Wednesday, November 26, 2008

Twilight



So I went to go watch Twilight yesterday with Michelle and a couple of my classmates. I knew it was going to be this corny teenage romantic flick with a few vampires tossed in there. It was just what I expected. The actress was just horrible; she kept on blinking her eye in disbelief at just everything. I guess I can't complain because Michelle has already warned me prior to the movie that it would most likely be corny. The only reason why she wanted to go watch the movie was because of the hot guy. As I was watching the movie I couldn't help but agree with her. Edward, one of the Culluns was so cute. He certainly played his character well and I found him so intriguing.

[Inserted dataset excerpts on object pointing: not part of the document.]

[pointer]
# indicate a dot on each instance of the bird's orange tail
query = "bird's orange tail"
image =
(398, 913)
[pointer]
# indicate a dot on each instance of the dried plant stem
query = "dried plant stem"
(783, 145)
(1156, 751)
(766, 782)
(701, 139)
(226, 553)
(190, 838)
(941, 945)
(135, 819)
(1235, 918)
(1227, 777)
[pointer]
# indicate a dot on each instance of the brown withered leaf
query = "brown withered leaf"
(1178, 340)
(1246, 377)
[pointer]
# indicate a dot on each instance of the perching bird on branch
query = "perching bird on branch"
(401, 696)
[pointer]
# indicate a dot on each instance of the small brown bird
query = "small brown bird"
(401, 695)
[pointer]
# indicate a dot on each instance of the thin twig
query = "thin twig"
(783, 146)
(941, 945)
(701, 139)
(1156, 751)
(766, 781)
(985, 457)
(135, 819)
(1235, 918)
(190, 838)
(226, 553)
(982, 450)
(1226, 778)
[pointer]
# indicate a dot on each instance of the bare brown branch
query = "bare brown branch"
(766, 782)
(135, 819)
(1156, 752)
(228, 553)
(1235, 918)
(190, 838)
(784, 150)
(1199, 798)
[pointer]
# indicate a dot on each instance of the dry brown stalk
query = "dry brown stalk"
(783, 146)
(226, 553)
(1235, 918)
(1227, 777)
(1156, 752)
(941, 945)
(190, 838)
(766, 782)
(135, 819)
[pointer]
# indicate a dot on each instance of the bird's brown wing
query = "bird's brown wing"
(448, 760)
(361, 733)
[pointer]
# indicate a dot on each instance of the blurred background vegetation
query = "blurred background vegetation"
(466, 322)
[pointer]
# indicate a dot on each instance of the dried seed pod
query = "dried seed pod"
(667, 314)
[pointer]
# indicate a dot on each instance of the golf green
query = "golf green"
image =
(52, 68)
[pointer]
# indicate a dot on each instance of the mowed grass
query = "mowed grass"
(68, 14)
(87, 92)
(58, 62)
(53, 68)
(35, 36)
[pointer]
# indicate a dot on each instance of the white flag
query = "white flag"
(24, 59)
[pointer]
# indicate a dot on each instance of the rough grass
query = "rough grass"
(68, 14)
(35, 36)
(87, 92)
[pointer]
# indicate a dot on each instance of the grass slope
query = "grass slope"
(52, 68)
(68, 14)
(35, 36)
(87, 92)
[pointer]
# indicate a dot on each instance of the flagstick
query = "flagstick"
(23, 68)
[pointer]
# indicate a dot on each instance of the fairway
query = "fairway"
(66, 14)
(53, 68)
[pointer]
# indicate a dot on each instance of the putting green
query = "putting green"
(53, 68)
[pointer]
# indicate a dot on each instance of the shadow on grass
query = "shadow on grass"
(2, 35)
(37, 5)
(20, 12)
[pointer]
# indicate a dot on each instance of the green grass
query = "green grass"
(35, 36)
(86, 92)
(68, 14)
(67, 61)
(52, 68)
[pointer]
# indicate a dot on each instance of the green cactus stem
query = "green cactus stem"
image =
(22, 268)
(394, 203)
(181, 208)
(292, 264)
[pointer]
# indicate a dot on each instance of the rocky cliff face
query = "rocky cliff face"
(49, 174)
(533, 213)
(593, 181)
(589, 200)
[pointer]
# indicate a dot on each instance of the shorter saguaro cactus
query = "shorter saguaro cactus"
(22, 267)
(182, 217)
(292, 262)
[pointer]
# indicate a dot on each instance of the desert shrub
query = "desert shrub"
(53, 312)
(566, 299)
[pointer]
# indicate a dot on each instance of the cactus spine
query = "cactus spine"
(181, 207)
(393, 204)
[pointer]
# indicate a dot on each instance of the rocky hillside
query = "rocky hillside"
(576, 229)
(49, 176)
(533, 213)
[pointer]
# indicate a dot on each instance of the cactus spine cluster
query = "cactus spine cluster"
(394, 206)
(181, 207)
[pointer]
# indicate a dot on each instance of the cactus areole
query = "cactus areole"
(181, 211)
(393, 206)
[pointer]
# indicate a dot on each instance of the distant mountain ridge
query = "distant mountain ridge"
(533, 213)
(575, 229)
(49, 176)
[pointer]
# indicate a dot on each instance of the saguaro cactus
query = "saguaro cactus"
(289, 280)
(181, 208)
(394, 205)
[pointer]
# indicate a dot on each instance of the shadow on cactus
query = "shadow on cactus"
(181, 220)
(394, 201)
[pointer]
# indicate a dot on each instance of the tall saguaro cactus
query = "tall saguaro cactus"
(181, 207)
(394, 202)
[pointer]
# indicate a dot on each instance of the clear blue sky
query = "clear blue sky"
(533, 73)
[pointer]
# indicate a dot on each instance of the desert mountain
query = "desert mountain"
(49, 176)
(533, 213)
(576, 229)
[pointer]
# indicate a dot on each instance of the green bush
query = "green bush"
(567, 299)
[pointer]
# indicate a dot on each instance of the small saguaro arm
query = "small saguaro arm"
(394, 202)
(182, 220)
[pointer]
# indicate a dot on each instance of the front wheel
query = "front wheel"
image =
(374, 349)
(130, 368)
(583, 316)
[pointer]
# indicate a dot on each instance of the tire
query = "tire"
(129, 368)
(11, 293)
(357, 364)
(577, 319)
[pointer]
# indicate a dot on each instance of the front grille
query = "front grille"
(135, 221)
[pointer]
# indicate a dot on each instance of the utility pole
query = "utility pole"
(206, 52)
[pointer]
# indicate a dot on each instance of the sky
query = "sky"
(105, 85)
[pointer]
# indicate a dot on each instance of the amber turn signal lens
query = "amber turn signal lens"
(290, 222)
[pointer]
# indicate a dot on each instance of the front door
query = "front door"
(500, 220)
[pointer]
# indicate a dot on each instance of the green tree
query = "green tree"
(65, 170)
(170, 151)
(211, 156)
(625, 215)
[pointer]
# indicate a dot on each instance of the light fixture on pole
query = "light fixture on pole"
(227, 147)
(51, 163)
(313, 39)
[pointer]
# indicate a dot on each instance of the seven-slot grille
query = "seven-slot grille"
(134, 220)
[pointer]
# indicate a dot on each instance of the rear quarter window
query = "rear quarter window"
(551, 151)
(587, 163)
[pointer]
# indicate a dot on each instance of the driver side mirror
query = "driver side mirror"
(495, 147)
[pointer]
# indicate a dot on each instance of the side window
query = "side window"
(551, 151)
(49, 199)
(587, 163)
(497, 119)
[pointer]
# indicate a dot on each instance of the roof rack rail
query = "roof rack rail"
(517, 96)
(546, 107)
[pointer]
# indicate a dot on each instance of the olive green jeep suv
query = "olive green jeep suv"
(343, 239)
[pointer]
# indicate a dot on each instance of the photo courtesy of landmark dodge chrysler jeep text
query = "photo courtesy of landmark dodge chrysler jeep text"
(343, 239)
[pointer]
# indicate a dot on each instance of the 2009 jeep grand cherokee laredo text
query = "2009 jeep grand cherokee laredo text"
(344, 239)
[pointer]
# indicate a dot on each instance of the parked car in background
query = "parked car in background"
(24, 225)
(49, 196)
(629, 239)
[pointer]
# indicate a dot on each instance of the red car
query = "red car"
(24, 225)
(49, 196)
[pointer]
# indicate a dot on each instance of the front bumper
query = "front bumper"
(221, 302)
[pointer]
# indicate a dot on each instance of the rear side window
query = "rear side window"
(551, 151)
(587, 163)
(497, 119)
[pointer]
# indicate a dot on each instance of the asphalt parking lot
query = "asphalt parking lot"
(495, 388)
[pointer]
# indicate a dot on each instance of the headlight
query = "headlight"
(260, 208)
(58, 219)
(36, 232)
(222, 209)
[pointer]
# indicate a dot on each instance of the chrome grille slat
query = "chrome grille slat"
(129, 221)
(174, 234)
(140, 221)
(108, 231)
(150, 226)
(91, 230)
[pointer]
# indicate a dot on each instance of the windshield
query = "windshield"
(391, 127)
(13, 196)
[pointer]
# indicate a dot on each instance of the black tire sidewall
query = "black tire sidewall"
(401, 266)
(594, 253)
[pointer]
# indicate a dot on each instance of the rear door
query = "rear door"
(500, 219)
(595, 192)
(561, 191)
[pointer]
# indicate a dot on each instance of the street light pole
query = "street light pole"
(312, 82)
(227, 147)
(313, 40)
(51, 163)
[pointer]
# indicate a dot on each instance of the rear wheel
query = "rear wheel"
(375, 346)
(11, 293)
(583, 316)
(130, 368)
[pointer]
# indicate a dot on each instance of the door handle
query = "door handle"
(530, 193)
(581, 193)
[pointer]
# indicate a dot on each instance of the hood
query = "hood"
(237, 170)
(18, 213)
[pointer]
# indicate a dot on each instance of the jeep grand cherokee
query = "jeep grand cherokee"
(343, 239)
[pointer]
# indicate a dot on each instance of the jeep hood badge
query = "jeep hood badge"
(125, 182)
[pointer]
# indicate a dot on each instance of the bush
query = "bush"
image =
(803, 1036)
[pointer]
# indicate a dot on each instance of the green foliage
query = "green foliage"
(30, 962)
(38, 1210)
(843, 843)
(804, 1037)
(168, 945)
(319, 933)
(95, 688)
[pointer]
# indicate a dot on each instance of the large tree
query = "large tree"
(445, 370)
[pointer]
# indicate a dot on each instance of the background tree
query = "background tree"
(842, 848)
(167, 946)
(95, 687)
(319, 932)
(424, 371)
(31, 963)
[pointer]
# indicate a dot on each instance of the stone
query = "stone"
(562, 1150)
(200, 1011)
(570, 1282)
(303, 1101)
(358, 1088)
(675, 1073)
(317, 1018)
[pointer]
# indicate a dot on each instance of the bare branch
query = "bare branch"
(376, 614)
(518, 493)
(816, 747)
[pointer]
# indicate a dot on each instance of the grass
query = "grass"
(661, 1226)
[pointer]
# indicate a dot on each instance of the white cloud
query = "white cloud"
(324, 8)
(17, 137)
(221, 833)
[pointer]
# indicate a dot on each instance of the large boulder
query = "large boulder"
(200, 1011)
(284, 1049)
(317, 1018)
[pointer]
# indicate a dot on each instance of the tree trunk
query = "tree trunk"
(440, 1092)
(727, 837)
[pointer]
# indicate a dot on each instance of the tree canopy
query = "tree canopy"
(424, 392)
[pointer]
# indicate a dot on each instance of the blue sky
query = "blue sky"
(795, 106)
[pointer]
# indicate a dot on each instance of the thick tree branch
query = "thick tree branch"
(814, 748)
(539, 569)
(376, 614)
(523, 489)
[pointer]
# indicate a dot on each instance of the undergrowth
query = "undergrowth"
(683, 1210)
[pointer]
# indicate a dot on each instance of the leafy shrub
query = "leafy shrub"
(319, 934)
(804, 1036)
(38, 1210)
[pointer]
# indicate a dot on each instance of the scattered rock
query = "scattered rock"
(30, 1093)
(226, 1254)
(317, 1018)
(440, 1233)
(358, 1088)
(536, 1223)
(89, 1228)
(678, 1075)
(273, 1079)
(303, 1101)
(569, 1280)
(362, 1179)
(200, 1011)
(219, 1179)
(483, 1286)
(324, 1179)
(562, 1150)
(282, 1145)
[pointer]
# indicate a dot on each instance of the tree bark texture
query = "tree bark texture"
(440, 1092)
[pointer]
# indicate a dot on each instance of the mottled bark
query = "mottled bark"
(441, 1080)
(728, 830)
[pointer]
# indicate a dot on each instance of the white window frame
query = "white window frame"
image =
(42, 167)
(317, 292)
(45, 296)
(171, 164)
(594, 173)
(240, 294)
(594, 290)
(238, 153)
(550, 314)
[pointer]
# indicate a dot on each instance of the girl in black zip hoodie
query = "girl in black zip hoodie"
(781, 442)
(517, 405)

I couldn't help it. I couldn't stop thinking about the guy afterward and I realized how this is reflective of who I am. I like guys, everything about them. I just wish I could have found the strength to come out to my classmates after the movie. I've been wanting to, but deep down inside I am scared that they would reject me or see me in a different light. I'm scared that it'll get around to the entire class and that it would affect my professional career. This is funny because I actually came out to most of my close friends nearly 2 years ago. I even made myself publicly gay by changing my status to gay on myspace. When I entered pharmacy school though, everything changed. I became a closet gay again. One of these days I'll have strength.

1 comments:

Rinpoche said...

One of the biggest things we all need to learn is to accept ourselves for who we are. Like Beyonce would say -- Flaws and all.